Innatera describes its chip as an analog mixed signal or “digitally assisted analog”. Neurons and synapses are implemented in analog silicon to maintain extremely low power consumption. Analog electronics also enable time-continuous networks (digital electronics would require discretization). This is important for SNNs because by their very nature they must have an idea of time and be able to maintain certain states over a period of time.
“This is much easier in the analog domain – you don’t have to shift the complexity of health acquisition to the network topology,” said Kumar. “Our computing elements naturally retain this status information. That is the reason why we do things in the analog field. “
Minor inconsistencies in manufacturing between computing elements on the chip and between different chips can be a problem for the accurate implementation of neural networks in the analog domain. Innatera’s solution is to group neurons into so-called segments that are carefully designed to match the path lengths and the number of neurons.
The segment design “essentially allows us to use the best of analog circuitry while minimizing those non-idealities that you would normally have in an analog circuit,” said Kumar. “All of this was essentially done to ensure that neurons within a segment exhibit deterministic behavior and function similarly to their immediate neighbors.”
Inconsistencies between different chips can lead to problems when the same trained network is rolled out to devices in the field. Innatera deals with this with software.
“Mismatch and variability are covered deeply in the SDK,” said Kumar. “If you’re a power user, we can show you some of it, but a typical programmer doesn’t have to worry about it.”
Innatera, a spin-out from Delft University of Technology, was already working with revenue customers on its SNN algorithms before jumping into hardware and starting a € 5 million (around $ 6 million) seed round towards the end of 2020.
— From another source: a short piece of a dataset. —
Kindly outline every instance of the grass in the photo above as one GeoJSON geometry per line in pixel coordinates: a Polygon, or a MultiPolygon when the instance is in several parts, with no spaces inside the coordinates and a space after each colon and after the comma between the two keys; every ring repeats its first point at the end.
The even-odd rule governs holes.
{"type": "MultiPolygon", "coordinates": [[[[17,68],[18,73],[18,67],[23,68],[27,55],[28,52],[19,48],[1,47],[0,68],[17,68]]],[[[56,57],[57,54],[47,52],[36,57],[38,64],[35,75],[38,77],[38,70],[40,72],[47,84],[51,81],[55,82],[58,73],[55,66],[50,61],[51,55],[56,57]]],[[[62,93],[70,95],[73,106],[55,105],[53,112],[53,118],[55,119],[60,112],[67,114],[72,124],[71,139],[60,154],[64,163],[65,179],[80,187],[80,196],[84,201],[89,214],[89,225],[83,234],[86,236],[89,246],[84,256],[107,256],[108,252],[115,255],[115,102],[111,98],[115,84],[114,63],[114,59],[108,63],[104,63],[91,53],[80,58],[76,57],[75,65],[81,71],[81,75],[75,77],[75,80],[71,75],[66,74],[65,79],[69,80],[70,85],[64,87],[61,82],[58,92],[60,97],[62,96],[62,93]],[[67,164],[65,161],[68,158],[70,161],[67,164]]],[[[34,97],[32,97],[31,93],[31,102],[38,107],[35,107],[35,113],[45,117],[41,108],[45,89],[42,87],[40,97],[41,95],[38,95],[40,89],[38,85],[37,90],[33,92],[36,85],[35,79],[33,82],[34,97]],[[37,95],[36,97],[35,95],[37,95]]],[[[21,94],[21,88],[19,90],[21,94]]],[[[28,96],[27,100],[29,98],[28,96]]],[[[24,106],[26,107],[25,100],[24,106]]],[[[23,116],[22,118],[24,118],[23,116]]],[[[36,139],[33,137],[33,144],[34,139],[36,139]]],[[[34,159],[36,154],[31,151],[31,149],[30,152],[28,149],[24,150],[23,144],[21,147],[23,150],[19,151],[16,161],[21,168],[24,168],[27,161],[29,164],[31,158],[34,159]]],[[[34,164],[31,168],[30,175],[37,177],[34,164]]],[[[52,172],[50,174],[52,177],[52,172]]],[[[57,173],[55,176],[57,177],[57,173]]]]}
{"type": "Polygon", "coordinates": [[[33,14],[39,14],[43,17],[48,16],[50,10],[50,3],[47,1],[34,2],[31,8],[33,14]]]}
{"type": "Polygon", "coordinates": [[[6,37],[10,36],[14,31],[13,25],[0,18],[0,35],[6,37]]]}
“We have worked with a number of clients since we actually started the company, and those commitments are ongoing – they have matured a lot,” said Kumar. “We hope to be able to show more demonstrations with some of these customers later this year.”
Kumar said the company will maintain its focus as a computing solutions company, which means it will deliver turnkey solutions that include both hardware and application-specific SNN algorithms.
Innatera’s first chip is suitable for audio, health and radar applications. The company’s roadmap could include further optimized chips for each of the applications.
“We designed the device so that we can accelerate a variety of sharp neural networks,” said Kumar. “[Our chip] can implement these networks across application domains. However, as we get deeper into the domains it may be necessary to tweak the hardware design, and this is what we will look at in the future. Right now the hardware is not overly specialized in any particular class of application or any type of spiking neural network, the goal is to support a wide variety of them in general within the architecture. “
Samples of the first chip should be available before the end of 2021.